I was watching a program on romance scams. They were interviewing an intelligent, 40 something professional woman, who had parted with a six-figure sum to a man that she had never actually met. When being questioned by the reporter about their relationship, she said there were many things about their conversations that made her uncomfortable. So when asked why she continued to part with her money, she answered, "I don't know".
Why is it that we choose to comply with requests that make us so uncomfortable? Why is it that we decide not to trust our own better judgement? Why not stop to explore those uncomfortable feelings once in a while, to see what's really behind them?
Seriously, if the wolf is at your door, and you know instinctively that something is not quite right, why offer yourself up as a tasty meal, on the remote chance that you got it wrong? "I don't know" is not good enough an answer, you owe it to yourself to dig deeper.
When we don't fully explore those uncomfortable feelings, we treat ourselves with disrespect. We all know that terrible feeling; when we have agreed to something we are not comfortable with. Own that feeling; because that's what it feels like when you let yourself down. It's time to ask yourself why you keep doing it.

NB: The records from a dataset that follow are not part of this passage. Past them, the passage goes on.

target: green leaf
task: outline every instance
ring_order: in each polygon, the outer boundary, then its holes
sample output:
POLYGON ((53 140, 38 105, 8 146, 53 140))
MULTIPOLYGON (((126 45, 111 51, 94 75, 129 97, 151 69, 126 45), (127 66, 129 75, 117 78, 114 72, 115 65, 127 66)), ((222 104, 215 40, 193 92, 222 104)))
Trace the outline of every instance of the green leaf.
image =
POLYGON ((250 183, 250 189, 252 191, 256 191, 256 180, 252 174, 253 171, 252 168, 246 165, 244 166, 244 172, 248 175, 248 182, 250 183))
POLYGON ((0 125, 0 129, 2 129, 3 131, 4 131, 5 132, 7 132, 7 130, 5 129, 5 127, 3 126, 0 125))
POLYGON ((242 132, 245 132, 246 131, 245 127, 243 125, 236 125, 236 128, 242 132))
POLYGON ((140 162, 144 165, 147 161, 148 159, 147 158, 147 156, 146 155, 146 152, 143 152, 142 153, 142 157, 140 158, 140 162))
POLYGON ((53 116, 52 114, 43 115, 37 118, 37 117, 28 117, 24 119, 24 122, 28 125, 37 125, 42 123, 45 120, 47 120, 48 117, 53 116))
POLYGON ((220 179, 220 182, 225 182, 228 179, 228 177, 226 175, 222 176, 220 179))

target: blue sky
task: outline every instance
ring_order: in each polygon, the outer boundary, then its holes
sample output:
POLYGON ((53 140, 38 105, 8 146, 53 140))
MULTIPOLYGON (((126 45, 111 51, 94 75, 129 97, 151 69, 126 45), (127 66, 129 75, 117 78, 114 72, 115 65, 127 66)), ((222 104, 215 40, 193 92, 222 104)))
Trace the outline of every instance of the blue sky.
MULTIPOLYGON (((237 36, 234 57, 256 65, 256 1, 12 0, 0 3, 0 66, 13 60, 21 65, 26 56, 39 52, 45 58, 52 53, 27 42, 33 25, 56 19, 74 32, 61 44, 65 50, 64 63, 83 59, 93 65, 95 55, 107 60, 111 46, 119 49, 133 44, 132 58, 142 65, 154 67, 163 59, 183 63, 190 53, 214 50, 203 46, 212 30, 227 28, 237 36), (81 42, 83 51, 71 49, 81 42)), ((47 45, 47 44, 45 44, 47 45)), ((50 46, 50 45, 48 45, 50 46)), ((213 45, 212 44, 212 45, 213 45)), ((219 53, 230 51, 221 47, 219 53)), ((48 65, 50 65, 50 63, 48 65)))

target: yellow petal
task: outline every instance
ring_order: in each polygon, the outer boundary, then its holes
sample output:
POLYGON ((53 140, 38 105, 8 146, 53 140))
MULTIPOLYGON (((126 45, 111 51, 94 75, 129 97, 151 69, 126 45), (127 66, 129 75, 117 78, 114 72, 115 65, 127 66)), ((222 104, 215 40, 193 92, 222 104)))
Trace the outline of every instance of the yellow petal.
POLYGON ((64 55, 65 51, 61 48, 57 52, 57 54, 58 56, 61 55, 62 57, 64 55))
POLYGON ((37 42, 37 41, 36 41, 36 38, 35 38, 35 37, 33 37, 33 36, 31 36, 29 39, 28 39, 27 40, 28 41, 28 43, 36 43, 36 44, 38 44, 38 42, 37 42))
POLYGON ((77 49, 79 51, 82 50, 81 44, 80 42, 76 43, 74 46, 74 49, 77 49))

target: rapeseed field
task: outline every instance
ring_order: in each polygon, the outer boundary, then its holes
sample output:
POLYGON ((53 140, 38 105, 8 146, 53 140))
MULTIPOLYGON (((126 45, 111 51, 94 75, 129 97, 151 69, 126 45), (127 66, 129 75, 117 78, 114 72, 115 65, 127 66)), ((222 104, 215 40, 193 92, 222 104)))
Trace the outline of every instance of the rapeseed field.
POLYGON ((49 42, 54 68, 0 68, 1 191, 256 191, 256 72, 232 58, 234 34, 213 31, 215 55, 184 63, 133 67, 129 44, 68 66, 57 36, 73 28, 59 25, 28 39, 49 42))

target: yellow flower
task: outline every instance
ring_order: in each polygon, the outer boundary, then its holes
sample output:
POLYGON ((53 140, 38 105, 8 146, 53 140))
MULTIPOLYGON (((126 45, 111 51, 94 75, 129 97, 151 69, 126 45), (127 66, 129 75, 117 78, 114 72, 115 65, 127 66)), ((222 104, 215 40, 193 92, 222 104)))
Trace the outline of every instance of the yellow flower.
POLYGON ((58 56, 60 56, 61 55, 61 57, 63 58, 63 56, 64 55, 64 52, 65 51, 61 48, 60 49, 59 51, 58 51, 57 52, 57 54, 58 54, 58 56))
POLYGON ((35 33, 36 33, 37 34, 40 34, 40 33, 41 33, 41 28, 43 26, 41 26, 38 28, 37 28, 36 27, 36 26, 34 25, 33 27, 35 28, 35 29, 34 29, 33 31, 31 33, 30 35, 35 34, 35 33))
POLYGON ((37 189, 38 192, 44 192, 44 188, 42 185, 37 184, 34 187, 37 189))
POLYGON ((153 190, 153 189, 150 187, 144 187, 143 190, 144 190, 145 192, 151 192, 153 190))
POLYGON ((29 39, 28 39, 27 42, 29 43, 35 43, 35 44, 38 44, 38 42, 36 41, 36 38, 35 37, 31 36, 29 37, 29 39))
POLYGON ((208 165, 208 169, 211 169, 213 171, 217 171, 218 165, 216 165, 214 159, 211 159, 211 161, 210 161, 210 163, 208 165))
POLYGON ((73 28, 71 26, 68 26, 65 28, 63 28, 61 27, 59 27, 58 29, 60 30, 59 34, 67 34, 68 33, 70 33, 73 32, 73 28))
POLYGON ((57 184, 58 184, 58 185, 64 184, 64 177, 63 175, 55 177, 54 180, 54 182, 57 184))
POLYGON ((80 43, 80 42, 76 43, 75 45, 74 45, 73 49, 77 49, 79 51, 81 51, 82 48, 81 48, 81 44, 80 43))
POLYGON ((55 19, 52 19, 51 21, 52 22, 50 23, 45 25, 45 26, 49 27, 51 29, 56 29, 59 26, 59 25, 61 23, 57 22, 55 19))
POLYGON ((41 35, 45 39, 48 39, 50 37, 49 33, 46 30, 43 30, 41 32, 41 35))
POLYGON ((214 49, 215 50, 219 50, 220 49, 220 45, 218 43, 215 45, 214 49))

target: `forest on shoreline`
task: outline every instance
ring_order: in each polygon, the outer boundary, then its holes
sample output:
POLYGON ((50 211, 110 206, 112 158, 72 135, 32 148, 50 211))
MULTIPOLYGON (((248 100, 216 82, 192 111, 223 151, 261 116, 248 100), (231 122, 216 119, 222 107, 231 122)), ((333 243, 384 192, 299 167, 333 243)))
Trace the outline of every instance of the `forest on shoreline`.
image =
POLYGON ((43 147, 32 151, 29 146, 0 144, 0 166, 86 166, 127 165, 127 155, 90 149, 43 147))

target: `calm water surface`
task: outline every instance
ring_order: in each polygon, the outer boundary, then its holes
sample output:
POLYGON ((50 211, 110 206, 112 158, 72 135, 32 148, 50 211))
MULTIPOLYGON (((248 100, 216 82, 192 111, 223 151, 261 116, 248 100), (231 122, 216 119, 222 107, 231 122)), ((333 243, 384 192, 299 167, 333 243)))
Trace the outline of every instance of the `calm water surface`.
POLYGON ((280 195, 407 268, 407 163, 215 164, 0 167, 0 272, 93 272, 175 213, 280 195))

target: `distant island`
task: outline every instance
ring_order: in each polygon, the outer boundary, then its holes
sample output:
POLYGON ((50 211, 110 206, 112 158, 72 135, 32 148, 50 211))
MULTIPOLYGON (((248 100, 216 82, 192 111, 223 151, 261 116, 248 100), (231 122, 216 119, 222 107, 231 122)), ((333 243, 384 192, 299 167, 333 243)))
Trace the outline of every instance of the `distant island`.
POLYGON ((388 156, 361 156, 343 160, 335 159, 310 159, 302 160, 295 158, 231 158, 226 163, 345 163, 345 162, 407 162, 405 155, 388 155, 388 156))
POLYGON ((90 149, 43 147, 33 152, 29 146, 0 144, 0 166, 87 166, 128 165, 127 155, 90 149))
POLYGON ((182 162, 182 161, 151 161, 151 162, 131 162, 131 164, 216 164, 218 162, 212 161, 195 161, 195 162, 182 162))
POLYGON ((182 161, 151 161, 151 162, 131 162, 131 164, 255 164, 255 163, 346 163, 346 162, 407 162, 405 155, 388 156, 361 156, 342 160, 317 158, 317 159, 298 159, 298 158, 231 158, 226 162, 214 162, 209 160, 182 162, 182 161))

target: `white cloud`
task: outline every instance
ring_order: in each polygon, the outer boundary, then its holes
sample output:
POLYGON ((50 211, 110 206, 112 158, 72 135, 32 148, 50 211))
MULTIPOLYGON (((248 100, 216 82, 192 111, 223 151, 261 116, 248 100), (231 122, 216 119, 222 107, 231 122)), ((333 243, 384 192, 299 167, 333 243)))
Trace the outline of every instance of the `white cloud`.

If your one of those people that feels like your frequently taken advantage of, then it's highly likely that you're carrying around some pretty unresourceful thinking that's making that possible. So let's explore some of the more typical thoughts that keep us from acting in our own best interest.
"I don't want to hurt their feelings."
So instead you choose to hurt your own. That's the bottom line; when we choose to ignore those warning bells, we make a choice that we have to take responsibility for. We rage at the world for treating us with disrespect, but we have zero expectations of ourselves. We treat ourselves with disrespect without a second thought and blame everyone else for our predicament – how convenient!
Disappointment is part of life; so how old is this person you need to refuse, and how would a reasonable person handle such disappointment? When you keep your real feeling so well hidden, you give the important people in your life no opportunity to honour that relationship. You're setting them up for failure. Is that fair?
If you honestly feel that supporting a request is not right for you, politely declining is not offensive. It's authentic, transparent, and allows the other person to move on. When you're genuine in your communications, you treat others with respect, and you teach them how to treat you with respect.
"What will they think of me?"
Yes we all want to be liked, but we also all know that no everyone likes us, and we're all still here, the world has not collapsed around us. Ask yourself, what is the worst thing that can happen if this person does not like you? Then ask yourself; do you really want to be in a relationship, personal or otherwise, when saying "no" is not an option? Think better of yourself and your judgement and others will do the same.
"What if I'm wrong?"
If you're wrong, you'll learn something – lousy question. A better question to ask of yourself is, "what's the worst thing that can happen and can I handle it?" If you cannot handle it, don't go there.
Even people that we are close to, people that have the best of intentions, can make requests of us that do not serve us well, they just don't realise it. Always take the time to ask yourself the critical questions, don't feel compelled to answer on the spot.
We all hate feeling guilty, but that feeling quickly passes. Regret and resentment, on the other hand, can stay with you for a lifetime. Ask yourself, is it fair to condemn others for something you readily agreed to?
"I need a good reason to say no."
Actually, you don't. You know what’s best for you. Pressure and aggressive persuasion is just a tactic; start defending yourself and your already gone, moments away from defeat. The reasons you give are only part of the game, the fodder your opponent is counting on to use as leverage to win this battle. For the most part, they don't even see your discomfort; those enthusiastic and persuasive types are terrible at reading the clues.
Know that you have nothing to prove and nothing to defend. Often when we are not quite sure why we are not comfortable with something, we start to babble. Don't, just say, "I'm not comfortable with this", and figure out the why later.
And for those of you that still are not comfortable saying “no”, I'm going to leave you with four compelling words.
"I choose not to."
Think about what this means for a moment because these four words are a game-changer. Try this next time you're having one of those conversations, and you'll discover very quickly that you suddenly have the upper hand. These four words stop those persuasive types dead in their tracks; it leaves them with nowhere to go. A "no" leaves it open for discussion, "I choose not to" suggests that it's a conscious choice. There is no point crossing this line, doing so will only confirm what you already know, that it is all about them, and they're not doing you any favours.
Banish the word "no" from your vocabulary altogether. Replace it with "I choose not to", "I'm not comfortable with that", or "this doesn't work for me". Own it, and you'll feel empowered in those situations where you would typically feel powerless. Practice saying it in front of the mirror until it becomes comfortable and natural for you so that you can say it with confidence.
When you can do this; when you can treat yourself with respect; you treat others with respect, and you will no longer feel taken advantage of.
Know that behind your struggle to say "no" is a desperate need for approval and a fear of being "wrong". It's a choice you made, to sacrifice your power for that feeling of safety. Some manipulative people will take advantage of this, no doubt about it, but the moment you find your voice, you render them powerless.
Most people you're condemning, yourself included, have good intentions, so go easy on them, they simply don’t realise you’re doing it.